Protesters gathered outside a Detroit high school Monday in response to the state's list of at-risk schools that could be forced to close.

By Any Means Necessary, or BAMN, took issue with the State School Reform Office's list of low-performing schools and stood outside Detroit's Osborne High School.

"The state's answer well let's just shut it all down and give them nothing. No!" said Steve Conn, a Detroit Public Schools teacher and BAMN supporter.

The at-risk list includes 38 schools -- 26 of them in Detroit -- that were in the bottom 5 percent for academic performance for the past three years in a row.
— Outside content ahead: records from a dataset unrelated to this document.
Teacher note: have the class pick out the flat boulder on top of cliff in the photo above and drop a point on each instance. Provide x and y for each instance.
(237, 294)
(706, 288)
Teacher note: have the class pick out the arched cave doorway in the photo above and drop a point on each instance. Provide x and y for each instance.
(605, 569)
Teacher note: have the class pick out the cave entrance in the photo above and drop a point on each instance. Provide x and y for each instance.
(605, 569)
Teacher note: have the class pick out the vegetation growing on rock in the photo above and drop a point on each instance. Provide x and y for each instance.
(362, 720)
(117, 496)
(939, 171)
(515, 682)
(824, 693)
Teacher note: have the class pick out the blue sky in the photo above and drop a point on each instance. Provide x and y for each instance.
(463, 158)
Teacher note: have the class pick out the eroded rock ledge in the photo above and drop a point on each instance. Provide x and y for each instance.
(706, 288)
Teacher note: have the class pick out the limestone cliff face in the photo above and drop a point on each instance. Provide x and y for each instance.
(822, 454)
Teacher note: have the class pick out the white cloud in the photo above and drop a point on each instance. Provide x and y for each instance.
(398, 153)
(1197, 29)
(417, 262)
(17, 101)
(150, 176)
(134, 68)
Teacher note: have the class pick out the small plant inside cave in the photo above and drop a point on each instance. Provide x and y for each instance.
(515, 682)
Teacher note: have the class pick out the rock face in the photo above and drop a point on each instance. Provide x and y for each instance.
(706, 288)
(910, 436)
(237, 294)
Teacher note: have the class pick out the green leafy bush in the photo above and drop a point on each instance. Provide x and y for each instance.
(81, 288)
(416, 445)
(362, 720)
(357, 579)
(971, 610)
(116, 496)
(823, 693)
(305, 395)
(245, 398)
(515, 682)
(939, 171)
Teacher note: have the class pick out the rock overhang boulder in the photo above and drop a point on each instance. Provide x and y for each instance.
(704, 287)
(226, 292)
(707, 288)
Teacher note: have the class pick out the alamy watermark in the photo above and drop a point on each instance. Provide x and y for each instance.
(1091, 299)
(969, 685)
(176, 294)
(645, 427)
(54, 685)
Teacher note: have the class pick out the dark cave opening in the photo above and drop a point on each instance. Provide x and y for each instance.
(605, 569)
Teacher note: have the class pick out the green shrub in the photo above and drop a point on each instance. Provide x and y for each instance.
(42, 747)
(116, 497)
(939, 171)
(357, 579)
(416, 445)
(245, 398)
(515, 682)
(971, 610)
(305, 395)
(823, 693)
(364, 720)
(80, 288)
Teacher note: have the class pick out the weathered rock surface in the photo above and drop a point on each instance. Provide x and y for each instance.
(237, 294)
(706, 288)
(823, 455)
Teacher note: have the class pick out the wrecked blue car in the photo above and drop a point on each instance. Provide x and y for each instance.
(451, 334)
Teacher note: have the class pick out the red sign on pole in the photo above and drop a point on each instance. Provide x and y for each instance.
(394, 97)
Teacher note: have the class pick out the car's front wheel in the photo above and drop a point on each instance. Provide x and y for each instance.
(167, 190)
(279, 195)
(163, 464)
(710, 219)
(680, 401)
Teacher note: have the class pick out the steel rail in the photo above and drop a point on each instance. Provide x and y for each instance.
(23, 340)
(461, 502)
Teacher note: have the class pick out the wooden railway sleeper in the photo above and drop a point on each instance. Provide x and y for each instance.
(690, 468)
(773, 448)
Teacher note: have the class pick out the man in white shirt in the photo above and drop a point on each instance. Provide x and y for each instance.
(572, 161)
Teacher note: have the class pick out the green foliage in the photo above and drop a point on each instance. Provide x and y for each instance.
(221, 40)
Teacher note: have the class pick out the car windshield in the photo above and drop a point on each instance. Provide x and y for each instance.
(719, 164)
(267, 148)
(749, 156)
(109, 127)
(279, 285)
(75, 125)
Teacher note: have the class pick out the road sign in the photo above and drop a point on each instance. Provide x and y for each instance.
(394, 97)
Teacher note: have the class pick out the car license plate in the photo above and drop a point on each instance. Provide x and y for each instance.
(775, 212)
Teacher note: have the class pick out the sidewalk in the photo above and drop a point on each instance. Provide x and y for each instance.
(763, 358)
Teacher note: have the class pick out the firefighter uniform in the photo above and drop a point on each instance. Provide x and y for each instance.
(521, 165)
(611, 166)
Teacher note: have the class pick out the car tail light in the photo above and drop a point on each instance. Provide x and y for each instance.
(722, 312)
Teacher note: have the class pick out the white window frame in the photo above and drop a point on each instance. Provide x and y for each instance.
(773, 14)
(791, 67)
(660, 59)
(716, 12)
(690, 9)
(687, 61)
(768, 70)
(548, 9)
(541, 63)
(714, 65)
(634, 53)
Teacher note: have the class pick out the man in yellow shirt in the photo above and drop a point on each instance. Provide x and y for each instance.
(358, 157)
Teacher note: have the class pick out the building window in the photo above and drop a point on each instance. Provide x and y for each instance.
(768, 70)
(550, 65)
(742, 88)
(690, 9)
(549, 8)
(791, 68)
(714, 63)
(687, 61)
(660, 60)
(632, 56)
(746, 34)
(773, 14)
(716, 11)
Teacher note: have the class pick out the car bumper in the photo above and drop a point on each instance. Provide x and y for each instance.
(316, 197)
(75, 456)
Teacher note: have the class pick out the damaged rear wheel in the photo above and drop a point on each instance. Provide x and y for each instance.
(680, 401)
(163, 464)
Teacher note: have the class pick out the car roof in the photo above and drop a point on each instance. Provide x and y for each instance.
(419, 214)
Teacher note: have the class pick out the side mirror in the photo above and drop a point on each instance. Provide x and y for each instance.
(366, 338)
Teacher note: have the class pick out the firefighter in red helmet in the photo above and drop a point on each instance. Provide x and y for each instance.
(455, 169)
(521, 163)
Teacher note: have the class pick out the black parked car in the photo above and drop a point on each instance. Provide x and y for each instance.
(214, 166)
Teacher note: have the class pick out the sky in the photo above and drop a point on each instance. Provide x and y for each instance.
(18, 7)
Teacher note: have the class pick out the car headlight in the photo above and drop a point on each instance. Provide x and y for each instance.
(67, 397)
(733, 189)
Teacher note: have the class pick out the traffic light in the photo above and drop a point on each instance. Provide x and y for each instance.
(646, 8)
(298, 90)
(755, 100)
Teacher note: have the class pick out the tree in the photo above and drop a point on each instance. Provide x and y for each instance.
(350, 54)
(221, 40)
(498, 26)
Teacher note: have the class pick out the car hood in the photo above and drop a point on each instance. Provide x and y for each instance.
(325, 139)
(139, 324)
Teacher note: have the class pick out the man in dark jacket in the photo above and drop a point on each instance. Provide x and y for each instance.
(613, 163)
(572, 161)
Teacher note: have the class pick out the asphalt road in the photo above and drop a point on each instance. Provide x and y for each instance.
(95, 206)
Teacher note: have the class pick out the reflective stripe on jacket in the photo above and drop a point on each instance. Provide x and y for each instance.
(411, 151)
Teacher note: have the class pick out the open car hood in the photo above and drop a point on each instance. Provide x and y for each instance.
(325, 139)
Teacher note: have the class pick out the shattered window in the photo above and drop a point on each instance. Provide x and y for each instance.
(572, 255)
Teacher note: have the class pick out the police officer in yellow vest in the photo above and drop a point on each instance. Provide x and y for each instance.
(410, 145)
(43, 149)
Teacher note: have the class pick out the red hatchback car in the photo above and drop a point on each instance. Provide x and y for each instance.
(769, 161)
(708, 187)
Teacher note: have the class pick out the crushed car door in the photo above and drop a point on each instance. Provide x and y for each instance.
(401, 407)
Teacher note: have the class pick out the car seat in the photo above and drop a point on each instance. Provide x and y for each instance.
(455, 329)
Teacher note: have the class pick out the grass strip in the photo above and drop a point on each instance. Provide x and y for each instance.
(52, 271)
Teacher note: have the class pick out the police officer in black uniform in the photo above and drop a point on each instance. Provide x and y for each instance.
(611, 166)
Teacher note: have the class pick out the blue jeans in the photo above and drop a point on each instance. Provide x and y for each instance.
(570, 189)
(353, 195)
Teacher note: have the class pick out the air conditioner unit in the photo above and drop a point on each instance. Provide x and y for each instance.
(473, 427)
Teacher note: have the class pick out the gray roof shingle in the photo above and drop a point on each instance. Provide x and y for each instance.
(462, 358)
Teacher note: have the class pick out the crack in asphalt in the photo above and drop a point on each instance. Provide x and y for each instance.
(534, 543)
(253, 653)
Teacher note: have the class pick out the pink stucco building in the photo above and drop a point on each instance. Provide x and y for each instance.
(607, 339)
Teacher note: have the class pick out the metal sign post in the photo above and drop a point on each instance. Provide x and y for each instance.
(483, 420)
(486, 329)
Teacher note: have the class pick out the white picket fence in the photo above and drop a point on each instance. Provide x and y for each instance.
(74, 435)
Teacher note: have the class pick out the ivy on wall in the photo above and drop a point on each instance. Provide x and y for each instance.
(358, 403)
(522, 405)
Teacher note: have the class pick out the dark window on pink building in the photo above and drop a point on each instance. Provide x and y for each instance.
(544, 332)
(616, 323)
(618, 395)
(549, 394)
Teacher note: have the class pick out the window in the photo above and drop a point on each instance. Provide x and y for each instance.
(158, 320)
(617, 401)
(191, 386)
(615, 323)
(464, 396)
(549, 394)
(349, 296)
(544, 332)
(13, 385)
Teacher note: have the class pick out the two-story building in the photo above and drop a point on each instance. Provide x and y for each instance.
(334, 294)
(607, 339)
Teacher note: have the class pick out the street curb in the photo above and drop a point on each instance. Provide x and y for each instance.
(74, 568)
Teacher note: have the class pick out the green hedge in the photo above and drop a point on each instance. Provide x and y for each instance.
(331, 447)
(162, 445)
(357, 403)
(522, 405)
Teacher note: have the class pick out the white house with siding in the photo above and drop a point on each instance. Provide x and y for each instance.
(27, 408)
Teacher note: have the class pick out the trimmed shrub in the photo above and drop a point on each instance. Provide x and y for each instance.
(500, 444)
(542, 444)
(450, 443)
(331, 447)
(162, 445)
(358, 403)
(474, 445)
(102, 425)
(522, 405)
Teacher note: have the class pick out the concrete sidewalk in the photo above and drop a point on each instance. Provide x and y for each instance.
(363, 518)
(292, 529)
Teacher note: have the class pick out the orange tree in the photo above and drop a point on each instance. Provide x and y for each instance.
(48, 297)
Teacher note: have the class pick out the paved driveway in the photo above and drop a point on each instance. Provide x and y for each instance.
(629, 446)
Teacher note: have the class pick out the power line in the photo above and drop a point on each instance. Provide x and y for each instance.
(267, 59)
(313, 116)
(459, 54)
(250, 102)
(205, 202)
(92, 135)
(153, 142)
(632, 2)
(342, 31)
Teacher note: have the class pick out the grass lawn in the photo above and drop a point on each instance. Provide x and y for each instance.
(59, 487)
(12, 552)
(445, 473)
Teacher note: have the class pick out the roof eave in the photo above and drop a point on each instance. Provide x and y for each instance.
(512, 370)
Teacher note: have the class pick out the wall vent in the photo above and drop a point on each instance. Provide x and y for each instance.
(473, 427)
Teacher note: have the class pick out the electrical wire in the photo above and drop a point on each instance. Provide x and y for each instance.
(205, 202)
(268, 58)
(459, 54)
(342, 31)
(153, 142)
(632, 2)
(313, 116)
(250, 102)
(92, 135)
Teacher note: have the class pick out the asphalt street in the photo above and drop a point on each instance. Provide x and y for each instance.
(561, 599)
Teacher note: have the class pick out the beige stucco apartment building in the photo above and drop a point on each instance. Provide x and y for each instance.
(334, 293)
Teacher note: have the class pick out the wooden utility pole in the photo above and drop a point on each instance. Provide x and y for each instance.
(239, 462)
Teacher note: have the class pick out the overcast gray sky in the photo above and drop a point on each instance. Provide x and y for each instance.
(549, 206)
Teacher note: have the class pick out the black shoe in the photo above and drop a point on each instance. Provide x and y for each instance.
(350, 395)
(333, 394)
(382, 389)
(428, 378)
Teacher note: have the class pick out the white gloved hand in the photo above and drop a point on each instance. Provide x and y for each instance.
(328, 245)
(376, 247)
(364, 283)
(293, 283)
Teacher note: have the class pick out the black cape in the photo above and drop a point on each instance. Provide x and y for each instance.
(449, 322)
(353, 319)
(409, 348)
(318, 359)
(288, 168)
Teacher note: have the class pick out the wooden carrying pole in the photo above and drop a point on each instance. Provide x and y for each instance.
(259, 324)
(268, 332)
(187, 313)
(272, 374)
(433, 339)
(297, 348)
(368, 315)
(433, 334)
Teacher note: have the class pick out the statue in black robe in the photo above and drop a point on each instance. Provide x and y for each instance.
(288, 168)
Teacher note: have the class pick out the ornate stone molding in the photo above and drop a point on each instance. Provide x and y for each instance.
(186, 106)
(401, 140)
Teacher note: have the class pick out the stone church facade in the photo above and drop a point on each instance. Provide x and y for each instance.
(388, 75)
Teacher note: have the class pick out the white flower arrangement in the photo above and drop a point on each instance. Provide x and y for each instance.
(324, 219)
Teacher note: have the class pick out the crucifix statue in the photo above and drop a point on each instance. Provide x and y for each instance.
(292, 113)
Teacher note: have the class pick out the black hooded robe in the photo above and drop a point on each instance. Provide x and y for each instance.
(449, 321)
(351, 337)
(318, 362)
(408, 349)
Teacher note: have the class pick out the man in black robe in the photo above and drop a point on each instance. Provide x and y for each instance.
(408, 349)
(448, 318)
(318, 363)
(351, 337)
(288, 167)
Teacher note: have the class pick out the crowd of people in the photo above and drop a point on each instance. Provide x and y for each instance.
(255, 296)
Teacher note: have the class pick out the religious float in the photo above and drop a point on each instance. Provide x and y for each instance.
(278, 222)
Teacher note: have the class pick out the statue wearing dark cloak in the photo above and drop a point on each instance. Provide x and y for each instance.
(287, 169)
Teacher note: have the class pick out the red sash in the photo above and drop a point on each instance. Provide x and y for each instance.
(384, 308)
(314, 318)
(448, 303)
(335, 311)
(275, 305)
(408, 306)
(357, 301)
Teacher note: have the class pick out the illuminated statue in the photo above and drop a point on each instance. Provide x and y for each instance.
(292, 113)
"The young people need help; they need support; we need resources in the schools. We need a pay scale for teachers so they can recruit new teachers. The last thing we need is more school closings that will further decimate the city," Conn said.

Detroit school leaders reacted to the announcement inside Coleman A. Young Elementary -- a school now off the list -- trying to find ways to get other schools off that priority list.

The Detroit Federation of Teachers President Ivy Bailey called the decision to close the schools another blow to the progress they're trying to make.

"Some of our children have been a school, and every year the school closed. We can't continue to have that," she said.

While the folks with BAMN plan to hold more demonstrations throughout the city, there's also a learning summit scheduled Jan. 31  and Feb. 1. Representatives from out-of-state schools plan to discuss ways to stop these closures.

"It us time for Detroit to come together and for us to do what's right for our children," Bailey said.